Однако утром я понял, что тревога оказалась ложной, и почел за благо жить пока по-прежнему, в ожидании следующего напоминания.
Мудрое изречение гласит: "История повторяется". Недели две тому назад у нас обедала племянница моей жены (урожденная Джулия Ленгдон) со своим мужем Эдвардом Лумисом, - он вице-президент Делавэрской и Лакавоннской железнодорожной компании. В свое время он часто приезжал в Элмайру (штат Нью-Йорк) по служебным делам, а в пору своего жениховства бывал там, разумеется, еще чаще и в результате познакомился со многими жителями этого города. За обедом он упомянул одно обстоятельство, которое мгновенно перенесло меня лет на шестьдесят назад, и я снова очутился в моей маленькой спальне в ту бурную ночь. Он сказал, что мистер Бакли был пономарем одной из двух епископальных церквей Элмайры и в течение многих лет с большим успехом приглядывал за мирскими делами этой церкви, так что весь приход считал его надежнейшей опорой, даром божьим и бесценным сокровищем. Однако он обладал двумя недостатками - не ахти какими страшными, но находившимися в вопиющем противоречии с его глубокой религиозностью: он выпивал, а кроме того - уснащал свою речь божбой похлеще тормозного кондуктора. Возникло движение, имевшее целью убедить его искоренить в себе эти пороки, и в конце концов он посоветовался со своим приятелем, тоже пономарем, но другой епископальной церкви, который страдал теми же недостатками, в той же степени огорчавшими весь его приход, - и вдвоем они решили обратиться на стезю добродетели, но не оптом, а в розницу. Они дали зарок не пить и стали ждать, что из этого получится. Девять дней все шло как нельзя лучше, и их всячески хвалили и поздравляли. Затем, в канун Нового года, им пришлось отправиться по делам в местечко, находящееся в полутора милях от Элмайры, как раз по ту сторону границы штата Нью-Йорк. Они очень мило провели вечер в буфете гостиницы, но под конец праздничное веселье местных обывателей стало их раздражать. Ночь была очень холодная, и подымаемые вокруг бесчисленные стаканы горячего пунша начали оказывать на новоявленных трезвенников сильное действие. В конце концов приятель Бакли сказал:
- Бакли, а знаешь что, ведь мы находимся за пределами нашей епархии!

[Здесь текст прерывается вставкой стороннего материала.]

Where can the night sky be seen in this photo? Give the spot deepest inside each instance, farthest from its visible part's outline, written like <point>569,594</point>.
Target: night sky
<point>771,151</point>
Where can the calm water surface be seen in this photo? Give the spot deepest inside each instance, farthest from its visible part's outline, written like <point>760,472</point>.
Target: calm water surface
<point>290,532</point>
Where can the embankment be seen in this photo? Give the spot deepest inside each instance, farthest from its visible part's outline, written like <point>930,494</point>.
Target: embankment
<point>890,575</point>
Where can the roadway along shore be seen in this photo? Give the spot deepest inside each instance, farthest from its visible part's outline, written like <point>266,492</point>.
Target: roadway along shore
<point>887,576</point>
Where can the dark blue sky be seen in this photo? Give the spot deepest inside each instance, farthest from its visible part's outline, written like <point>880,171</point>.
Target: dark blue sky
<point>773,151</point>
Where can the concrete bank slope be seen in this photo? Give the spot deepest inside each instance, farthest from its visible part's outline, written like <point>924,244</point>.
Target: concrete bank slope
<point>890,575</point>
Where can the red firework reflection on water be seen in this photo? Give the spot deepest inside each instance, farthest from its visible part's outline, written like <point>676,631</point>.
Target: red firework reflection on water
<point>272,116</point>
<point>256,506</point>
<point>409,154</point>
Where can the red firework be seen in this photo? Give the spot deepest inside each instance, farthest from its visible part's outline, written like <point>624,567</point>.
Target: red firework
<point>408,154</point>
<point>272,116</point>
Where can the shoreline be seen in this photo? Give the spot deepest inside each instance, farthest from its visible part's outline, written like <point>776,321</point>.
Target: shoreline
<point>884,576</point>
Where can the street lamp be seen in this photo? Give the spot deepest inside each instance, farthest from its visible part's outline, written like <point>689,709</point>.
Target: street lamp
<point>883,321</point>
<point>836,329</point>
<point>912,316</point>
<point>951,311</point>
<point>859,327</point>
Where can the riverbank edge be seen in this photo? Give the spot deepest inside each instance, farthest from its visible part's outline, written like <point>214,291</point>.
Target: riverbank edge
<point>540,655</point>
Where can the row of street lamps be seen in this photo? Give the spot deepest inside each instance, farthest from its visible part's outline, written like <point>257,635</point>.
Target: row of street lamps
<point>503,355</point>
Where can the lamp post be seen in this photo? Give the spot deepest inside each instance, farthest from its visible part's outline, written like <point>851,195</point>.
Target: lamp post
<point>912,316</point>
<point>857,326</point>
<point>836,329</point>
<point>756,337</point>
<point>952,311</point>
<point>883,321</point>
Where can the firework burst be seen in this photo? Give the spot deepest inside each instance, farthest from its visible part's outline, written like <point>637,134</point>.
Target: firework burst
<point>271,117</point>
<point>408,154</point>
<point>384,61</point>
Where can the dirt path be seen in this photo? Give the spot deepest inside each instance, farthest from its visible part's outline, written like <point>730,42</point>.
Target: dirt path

На этом и закончилось обращение № 1.
Затем они попробовали обращение № 2. Некоторое время результаты были великолепны, и друзья снискали общее одобрение.
Однажды муж моей племянницы, встретившись с Бакли на улице, сказал в разговоре:
- Вы мужественно боролись со своими недостатками. Мне известно, что в номере первом вы потерпели неудачу, но мне также известно, что номер два протекает весьма успешно.

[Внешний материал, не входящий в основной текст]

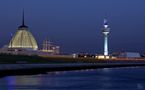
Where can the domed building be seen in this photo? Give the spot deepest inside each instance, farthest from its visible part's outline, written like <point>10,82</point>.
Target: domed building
<point>23,38</point>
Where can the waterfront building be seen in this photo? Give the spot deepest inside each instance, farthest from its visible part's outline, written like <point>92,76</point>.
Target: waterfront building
<point>23,38</point>
<point>105,32</point>
<point>50,48</point>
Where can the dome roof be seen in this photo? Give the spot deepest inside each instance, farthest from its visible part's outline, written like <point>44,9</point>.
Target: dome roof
<point>23,39</point>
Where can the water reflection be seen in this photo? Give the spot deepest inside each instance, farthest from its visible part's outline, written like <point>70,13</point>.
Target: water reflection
<point>101,79</point>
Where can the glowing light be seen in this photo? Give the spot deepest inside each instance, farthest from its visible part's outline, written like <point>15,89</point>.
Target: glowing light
<point>23,39</point>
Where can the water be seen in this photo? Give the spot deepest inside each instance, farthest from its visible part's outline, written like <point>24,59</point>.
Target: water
<point>97,79</point>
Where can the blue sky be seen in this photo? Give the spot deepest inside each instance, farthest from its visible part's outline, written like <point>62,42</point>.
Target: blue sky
<point>76,25</point>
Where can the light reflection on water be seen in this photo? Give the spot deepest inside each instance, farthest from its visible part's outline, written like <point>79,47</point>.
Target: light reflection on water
<point>100,79</point>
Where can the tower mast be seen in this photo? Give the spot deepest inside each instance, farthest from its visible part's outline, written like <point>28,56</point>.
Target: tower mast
<point>105,31</point>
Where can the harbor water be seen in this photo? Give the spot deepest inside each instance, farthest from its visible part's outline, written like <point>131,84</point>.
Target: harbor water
<point>131,78</point>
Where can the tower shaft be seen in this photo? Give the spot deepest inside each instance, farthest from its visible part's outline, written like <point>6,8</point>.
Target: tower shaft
<point>106,45</point>
<point>106,31</point>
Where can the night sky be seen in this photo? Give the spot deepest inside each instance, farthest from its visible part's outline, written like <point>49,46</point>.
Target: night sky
<point>76,25</point>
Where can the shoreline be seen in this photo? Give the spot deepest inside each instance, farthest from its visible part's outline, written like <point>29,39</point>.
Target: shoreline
<point>44,69</point>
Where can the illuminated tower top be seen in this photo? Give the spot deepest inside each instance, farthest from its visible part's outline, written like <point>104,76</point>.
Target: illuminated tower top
<point>106,28</point>
<point>23,22</point>
<point>105,31</point>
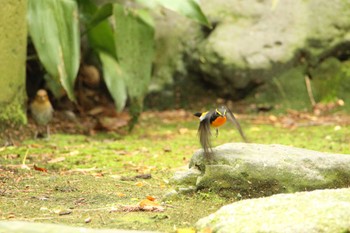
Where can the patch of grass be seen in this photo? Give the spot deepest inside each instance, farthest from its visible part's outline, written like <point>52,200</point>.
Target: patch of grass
<point>93,176</point>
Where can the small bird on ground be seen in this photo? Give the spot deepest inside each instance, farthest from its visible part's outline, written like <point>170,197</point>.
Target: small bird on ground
<point>214,118</point>
<point>42,111</point>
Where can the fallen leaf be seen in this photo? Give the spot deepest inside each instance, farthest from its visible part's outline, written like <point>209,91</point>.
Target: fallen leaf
<point>167,149</point>
<point>183,131</point>
<point>147,202</point>
<point>143,176</point>
<point>186,230</point>
<point>64,212</point>
<point>57,160</point>
<point>87,220</point>
<point>121,194</point>
<point>39,169</point>
<point>139,184</point>
<point>11,216</point>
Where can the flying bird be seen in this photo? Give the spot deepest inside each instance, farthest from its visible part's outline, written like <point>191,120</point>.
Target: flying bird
<point>42,111</point>
<point>214,119</point>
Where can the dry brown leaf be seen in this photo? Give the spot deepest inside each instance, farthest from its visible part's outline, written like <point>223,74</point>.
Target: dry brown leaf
<point>41,169</point>
<point>139,184</point>
<point>121,194</point>
<point>151,198</point>
<point>56,160</point>
<point>186,230</point>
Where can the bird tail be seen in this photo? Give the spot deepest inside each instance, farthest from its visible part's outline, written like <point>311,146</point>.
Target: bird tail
<point>233,119</point>
<point>204,137</point>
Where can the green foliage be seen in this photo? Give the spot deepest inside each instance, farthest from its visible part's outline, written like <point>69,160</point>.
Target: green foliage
<point>121,36</point>
<point>188,8</point>
<point>114,79</point>
<point>135,39</point>
<point>53,27</point>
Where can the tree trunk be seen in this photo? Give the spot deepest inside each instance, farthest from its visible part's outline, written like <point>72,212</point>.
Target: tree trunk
<point>13,44</point>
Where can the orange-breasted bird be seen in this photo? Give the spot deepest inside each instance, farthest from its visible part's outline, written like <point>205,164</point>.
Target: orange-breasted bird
<point>214,119</point>
<point>42,111</point>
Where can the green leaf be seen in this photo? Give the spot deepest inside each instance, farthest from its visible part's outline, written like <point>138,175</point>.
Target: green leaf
<point>134,39</point>
<point>101,15</point>
<point>101,38</point>
<point>114,79</point>
<point>53,27</point>
<point>188,8</point>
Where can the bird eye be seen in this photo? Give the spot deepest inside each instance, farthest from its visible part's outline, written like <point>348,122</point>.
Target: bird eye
<point>218,112</point>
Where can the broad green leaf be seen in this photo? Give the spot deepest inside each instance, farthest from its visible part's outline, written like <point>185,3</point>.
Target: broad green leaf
<point>53,27</point>
<point>101,38</point>
<point>135,50</point>
<point>114,79</point>
<point>188,8</point>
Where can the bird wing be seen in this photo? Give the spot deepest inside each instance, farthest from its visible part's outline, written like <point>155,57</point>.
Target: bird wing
<point>234,121</point>
<point>204,134</point>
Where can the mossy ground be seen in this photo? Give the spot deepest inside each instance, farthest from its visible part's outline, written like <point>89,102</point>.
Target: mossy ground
<point>93,176</point>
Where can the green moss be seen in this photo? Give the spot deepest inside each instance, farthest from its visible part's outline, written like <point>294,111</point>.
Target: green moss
<point>103,159</point>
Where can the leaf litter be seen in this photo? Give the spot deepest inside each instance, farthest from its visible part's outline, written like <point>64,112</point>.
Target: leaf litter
<point>102,194</point>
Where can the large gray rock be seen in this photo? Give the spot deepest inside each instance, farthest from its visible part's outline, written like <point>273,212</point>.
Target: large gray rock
<point>252,170</point>
<point>305,212</point>
<point>31,227</point>
<point>253,46</point>
<point>252,43</point>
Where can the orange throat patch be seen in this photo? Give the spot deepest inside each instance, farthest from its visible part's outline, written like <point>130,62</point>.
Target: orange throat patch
<point>219,121</point>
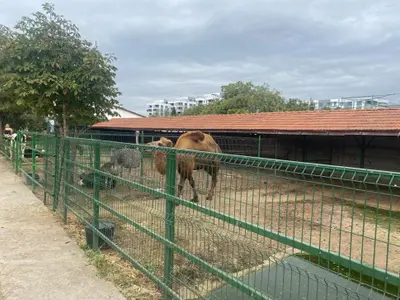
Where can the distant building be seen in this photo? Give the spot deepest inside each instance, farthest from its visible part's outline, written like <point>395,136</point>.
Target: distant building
<point>125,113</point>
<point>350,103</point>
<point>158,108</point>
<point>165,107</point>
<point>182,103</point>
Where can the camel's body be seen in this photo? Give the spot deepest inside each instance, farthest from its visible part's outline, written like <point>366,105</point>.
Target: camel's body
<point>187,163</point>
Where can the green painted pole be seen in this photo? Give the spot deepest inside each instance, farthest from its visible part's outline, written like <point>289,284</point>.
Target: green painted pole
<point>17,145</point>
<point>362,152</point>
<point>67,178</point>
<point>56,178</point>
<point>33,160</point>
<point>169,221</point>
<point>259,146</point>
<point>141,159</point>
<point>46,166</point>
<point>96,188</point>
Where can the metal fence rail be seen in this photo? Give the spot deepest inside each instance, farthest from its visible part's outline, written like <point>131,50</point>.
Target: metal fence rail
<point>274,229</point>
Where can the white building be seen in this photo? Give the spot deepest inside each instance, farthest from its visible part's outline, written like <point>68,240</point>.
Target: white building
<point>125,113</point>
<point>182,103</point>
<point>208,98</point>
<point>350,103</point>
<point>164,107</point>
<point>158,108</point>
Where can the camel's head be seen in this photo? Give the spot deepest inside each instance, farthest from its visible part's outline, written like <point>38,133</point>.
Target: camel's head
<point>163,142</point>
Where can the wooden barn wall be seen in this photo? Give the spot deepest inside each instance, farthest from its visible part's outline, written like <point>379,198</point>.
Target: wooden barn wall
<point>382,153</point>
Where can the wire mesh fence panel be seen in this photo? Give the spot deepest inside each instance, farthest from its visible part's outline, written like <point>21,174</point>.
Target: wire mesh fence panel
<point>206,225</point>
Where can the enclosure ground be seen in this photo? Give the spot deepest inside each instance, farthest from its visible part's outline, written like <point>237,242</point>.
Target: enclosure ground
<point>37,258</point>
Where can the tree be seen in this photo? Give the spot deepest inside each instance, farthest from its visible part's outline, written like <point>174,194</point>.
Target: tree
<point>246,97</point>
<point>51,70</point>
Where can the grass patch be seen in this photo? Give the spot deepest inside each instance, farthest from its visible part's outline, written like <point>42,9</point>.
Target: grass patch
<point>379,286</point>
<point>110,266</point>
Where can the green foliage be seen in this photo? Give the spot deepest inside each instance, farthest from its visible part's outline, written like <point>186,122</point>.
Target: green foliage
<point>246,97</point>
<point>48,68</point>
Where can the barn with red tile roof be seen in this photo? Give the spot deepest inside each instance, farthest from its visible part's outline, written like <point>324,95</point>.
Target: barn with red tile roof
<point>356,138</point>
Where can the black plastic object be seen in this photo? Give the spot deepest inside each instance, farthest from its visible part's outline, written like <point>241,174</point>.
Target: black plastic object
<point>28,180</point>
<point>105,227</point>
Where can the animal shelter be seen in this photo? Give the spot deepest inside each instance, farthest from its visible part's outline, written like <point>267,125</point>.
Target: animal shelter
<point>317,222</point>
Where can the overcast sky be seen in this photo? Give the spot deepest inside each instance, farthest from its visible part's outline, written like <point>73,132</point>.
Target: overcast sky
<point>304,48</point>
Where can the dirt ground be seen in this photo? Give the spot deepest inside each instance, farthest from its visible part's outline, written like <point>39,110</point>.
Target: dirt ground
<point>364,225</point>
<point>37,259</point>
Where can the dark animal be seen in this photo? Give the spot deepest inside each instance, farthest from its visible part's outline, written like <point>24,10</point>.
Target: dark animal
<point>106,182</point>
<point>126,158</point>
<point>21,141</point>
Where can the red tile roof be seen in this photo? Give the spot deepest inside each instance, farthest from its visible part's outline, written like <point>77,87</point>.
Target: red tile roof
<point>372,121</point>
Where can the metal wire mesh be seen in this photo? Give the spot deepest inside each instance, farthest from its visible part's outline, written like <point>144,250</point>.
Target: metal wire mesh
<point>273,229</point>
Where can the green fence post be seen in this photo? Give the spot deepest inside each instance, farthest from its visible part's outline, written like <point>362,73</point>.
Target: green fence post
<point>169,221</point>
<point>33,161</point>
<point>46,166</point>
<point>15,154</point>
<point>20,153</point>
<point>56,167</point>
<point>141,158</point>
<point>96,188</point>
<point>67,172</point>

- Да, - ответил Бакли, - с номером два пока все идет как по маслу, и мы смотрим на будущее с надеждой.
Лумис сказал:
- Бакли, у вас, разумеется, как и у всех людей, есть свои тревоги, но по вашему виду об этом ни за что нельзя догадаться. Я еще ни разу не видел вас грустным. Вы действительно всегда веселы? Всегда-всегда?
- Ну, как сказать, - ответил тот. - Нет, конечно, мне не всегда весело на сердце, но... Ну, вы, наверно, сами знаете, как бывает, когда проснешься ночью. Весь мир погружен во мрак, и так и кажется, что вот-вот разразится буря, начнется землетрясение или приключится еще какая-нибудь беда, и на душе вдруг становится холодно и неуютно... Так вот: когда со мной случается такое, я вдруг осознаю, какой я грешник, и от этих мыслей сердце у меня так колотится, словно сейчас разорвется, и такой меня охватывает ужас - ну, просто не могу описать, - что мурашки по коже бегают, и я встаю с постели, и падаю на колени, и молюсь, молюсь, молюсь, и даю обет исправиться... ну и все прочее. А потом утром солнышко весело сияет, птички поют - и весь мир кажется таким прекрасным, что я тоже, разрази меня бог, подбодряюсь.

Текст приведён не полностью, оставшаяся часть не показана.